Take a look in the classified here. Lots of good stuff there.
Why not get a nice Denon AV Receiver. I think they all have an option for 5-channel stereo (you just use 4). This way each speaker gets its own amp channel (less stress) and gives you flexibility to add a sub, route video through it, use as a HT centerpiece.
Tony - My thought process was to go with an integrated amp, as in the short term it may be cheaper than going with a preamp with amp combo. The disadvantage of course is you can't partially upgrade like you can with two separate units.
I took Matt's advice and called Audio Classics in N.Y. I must say, they were very polite, helpful and knowledgeable. According to them, McIntosh has never made an intergrated amp with A/B speaker selection with the ability to engage both at the same time. That's what they told me anyway.
They mentioned an intergrated amp that on paper seems to suit my needs perfectly. The problem is it would put me over budget, thus I would have to wait two or three months to purchase.
Considering my "four speaker desire" along with also needing a very good phono preamp, they highly recommend the Marantz PM-11S3. It list for $5K, and they offered me what I thought was a very respectable discount. (Even though I am new, I understand one should never publicily quote what a dealer will offer a customer. Very taboo and unfair).
I spent about an hour today researching this unit, and it may be worth the wait for me financially. It seems to have everything I want, and the consensus of reviews are very nice. Again it's more than I initially want to spend, but if there is one thing that I have learned at age 47 is that we ultimately get what we pay for the majority of the time.
I know Marantz is a very good line, with loyal customer following. Upon a purchase of the PM-11S3, I could see myself possibly getting next year one of their nice vintage FM tuners.
I don't mean to sound like I have made up my mind, just saying I am headed in that direction and seriously considering it. My question though is IF I were to decide to go with this unit, should I audition it locally (there are a few Marantz dealers in my area) just to buy from Audio Classics? I guess the common sense approach is to go with whomever is cheaper, but I just can't lay down thousands of dollars of cash without hearing it first.
Brad, I understand your situation with regard to who to buy it from.
I would whole heartedly recommend listening to the unit (and an in home audition if possible) before buying, because $5K is a lot of money.
I've never dealt with those guys in N.Y. so I can't comment; but I will say this.
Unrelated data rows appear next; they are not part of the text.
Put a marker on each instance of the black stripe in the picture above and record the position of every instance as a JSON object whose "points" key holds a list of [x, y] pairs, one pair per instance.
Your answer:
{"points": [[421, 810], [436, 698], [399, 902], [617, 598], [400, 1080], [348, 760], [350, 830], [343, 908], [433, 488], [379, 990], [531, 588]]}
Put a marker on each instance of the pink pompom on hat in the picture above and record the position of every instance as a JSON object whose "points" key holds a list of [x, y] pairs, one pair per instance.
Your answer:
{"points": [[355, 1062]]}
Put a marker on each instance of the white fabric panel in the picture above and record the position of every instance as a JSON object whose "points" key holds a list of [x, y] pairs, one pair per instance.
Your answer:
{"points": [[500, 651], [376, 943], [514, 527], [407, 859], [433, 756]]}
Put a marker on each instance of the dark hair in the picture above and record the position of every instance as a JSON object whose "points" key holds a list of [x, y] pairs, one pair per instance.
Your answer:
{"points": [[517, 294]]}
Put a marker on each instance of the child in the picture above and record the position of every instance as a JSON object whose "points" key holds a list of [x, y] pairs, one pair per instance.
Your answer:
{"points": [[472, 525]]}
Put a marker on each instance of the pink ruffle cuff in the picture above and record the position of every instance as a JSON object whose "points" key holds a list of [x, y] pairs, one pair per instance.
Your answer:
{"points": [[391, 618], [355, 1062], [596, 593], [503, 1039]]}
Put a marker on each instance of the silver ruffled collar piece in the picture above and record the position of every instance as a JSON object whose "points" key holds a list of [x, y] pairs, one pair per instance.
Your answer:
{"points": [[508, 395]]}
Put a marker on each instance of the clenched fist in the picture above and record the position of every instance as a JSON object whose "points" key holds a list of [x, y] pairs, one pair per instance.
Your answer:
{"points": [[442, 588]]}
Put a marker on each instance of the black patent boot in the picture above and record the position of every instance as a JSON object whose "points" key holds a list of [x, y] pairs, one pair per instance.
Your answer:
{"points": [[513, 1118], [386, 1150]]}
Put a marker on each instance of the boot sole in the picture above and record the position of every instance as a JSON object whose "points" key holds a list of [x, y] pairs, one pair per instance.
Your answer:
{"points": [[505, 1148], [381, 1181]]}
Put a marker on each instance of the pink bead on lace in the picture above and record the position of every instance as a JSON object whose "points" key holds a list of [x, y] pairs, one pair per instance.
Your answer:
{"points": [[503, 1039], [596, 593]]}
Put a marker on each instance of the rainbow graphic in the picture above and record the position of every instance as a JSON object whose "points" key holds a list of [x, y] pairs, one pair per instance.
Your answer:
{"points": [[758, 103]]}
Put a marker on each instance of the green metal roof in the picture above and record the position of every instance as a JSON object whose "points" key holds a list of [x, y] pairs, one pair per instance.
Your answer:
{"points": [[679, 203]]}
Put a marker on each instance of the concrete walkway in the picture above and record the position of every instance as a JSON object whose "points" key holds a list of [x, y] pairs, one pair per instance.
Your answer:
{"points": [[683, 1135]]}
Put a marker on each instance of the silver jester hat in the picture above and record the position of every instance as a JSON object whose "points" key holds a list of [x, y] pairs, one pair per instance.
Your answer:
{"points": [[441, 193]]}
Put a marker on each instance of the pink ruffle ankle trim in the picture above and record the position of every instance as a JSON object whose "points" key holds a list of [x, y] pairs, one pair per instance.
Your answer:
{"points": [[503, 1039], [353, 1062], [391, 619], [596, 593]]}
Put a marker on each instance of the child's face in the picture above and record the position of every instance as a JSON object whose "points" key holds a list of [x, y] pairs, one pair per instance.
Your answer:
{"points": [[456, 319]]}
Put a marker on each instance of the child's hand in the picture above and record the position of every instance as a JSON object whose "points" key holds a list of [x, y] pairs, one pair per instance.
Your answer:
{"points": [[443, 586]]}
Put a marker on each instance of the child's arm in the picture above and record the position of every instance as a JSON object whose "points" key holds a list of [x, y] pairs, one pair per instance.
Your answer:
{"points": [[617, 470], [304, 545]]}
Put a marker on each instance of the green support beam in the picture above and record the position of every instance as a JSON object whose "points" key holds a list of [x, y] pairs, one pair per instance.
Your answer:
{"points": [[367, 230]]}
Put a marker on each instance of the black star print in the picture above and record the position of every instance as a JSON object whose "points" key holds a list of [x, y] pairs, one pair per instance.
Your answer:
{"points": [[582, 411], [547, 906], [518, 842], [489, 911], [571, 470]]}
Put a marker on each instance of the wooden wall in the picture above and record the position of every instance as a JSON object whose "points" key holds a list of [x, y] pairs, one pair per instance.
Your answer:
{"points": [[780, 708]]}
I have bought gear, mostly speakers, knowing that I was paying too much just to be able to give the business to the local guy that took the time to help me out, when it involved more than just a phone call.
As for the Marantz unit, I've never heard that one either, so again, can't comment. I'd just urge you to check out the classifieds here, before making a final decision.
Not that I'm arguing against the Marantz, I'd just like to see you get the biggest bang for the buck, especially since you are saving up to make the purchase. I sounds like you don't have lots of disposable income laying around.
A couple of things that I've come across lately really gives me pause when it comes to buying stuff new. The first was when I was researching Aragon 28K pre amps. I found that they were selling for over $1K new when they were mainstream, then were selling for around half price when they were discontinued.
Another example is the price at which Jaton was selling some of their equipment, in what I believe was an inventory reduction sale, again at half price.
I just think it kind of reflects how much mark up there is in the gear.